The testing industry has come a long way in the last ten years. Where do you think it will be in ten years time? How will the job of a tester have changed? Let’s imagine ourselves ten years in the future and then look back and see what happened…
A view from the year 2023 :
The last 10 years in the test industry
Test code overload
As test automation grew in popularity and accessibility, the volume of tests and test code grew and grew. And with the progressive shortening of development cycles, continuous deployment to production became the norm. Pretty soon we started to realise that the volume of tests and test code was in many cases larger than the code it was testing and it was less easy to change, less well controlled and more dependant on external factors such as environments and test data. Businesses were releasing code to production twice a day or more, and it became impossible to write and execute and maintain the huge automated functional test suites at that pace. Different ways of addressing this began to appear:
Some people took the view that a passing test has a negative value. A test that passes takes time to design and repeatedly execute and doesn’t inform any future development. (Compared to a failed test, which was clearly worth writing and executing because it found a bug.) This controversial view lead to testers looking critically at their regression test suites, and any tests that had never failed were cut. Only tests that had failed at some point in the past were retained, along with a small number of high priority tests.
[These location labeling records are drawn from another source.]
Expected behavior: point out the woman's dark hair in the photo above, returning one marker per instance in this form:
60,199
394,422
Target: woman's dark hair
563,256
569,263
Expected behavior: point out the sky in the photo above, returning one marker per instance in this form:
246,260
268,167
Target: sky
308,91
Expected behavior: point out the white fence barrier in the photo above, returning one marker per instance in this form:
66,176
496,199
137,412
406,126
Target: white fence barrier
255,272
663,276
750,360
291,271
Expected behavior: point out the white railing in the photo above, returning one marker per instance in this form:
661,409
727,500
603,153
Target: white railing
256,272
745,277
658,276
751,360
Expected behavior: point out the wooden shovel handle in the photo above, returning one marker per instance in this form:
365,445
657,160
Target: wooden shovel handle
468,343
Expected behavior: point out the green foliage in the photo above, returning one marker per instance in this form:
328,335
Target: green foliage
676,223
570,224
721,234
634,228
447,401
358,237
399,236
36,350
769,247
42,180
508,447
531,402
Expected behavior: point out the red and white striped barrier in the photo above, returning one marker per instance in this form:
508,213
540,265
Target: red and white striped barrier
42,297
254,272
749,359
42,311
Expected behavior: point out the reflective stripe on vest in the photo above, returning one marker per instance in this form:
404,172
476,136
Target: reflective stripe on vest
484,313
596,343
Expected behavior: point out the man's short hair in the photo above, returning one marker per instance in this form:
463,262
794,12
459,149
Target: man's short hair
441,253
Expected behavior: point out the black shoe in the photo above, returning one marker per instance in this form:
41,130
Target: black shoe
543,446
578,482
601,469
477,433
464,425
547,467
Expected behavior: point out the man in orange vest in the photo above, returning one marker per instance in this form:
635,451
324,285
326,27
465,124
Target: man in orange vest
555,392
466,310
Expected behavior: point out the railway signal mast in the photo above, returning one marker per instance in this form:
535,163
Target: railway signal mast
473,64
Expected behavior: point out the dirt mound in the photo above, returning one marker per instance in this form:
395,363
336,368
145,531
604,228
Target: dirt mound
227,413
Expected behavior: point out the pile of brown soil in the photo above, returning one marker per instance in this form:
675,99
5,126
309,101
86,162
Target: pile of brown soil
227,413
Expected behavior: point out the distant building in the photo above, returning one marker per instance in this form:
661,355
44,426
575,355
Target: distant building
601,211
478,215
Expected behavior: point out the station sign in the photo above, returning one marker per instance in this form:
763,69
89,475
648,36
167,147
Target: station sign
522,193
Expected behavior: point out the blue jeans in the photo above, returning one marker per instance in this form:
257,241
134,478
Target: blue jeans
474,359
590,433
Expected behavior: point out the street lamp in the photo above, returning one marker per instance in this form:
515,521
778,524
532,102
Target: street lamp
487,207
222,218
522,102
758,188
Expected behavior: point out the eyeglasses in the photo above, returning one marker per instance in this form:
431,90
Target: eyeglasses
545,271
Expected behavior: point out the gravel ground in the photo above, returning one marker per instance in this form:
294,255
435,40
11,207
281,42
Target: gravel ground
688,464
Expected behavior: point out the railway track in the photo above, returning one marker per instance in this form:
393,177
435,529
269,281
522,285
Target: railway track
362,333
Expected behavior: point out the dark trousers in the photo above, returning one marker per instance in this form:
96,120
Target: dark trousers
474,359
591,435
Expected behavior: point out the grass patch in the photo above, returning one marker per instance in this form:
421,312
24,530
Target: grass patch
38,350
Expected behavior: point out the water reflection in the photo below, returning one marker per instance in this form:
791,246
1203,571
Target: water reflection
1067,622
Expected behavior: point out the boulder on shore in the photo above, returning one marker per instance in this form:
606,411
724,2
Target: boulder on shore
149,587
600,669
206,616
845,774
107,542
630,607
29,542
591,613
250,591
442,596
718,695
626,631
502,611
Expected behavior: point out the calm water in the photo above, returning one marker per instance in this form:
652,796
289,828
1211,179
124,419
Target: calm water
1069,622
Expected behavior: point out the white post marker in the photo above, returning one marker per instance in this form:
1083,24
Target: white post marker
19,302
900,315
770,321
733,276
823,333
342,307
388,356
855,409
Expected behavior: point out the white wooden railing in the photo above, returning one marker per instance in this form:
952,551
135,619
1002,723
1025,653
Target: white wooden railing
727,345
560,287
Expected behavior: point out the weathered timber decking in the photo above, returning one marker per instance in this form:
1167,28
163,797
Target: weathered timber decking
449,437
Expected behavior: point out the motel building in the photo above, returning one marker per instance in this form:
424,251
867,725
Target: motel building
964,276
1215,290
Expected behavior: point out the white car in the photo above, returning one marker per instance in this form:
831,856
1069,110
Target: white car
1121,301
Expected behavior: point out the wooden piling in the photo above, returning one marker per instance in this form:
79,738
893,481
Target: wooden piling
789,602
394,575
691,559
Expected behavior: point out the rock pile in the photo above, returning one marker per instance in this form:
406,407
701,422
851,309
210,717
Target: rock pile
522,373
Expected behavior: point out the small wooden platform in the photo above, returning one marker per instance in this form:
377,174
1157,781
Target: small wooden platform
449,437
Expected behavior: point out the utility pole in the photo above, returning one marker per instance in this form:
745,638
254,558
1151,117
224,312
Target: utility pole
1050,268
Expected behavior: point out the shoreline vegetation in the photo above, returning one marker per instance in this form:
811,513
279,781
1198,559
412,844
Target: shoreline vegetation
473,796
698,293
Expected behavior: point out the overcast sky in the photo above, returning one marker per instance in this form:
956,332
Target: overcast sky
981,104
New tests for new functionality were allowed to remain in the test pack for only a limited time and then removed once they had proven themselves to pass reliably. In a similar way, a hand picked selection of regression tests were temporarily brought out of retirement when neighbouring functionality was changed. This approach was successful in terms to reducing the size the functional test packs and increasing the speed of test execution. However, it didn’t affect the total volume of test code, which continued to grow over time. When regression tests were temporarily brought out of retirement they typically needed work before they would run again usefully. Lots of human involvement was involved in deciding which tests to include and which tests to cut, and this was inevitably subjected to political pressure from within the IT organisation, and frequently resulted in dangerous holes in the test coverage.
Other people began to abandon automated functional tests altogether. Component and unit tests were retained and extended and integration tests at component and sometimes system level were run. Testers got far more involved in the design and coverage of these low level tests. Some of these companies only realised how useless their cumbersome automated functional tests had become when they stopped using them and didn’t notice much of a dip in the quality of their output. They found that by improving the quality of unit and component tests and hiring Test Gangs (see below), they could find the business critical bugs quickly, and allow the market and production monitoring tools (see below) to find the non-critical bugs.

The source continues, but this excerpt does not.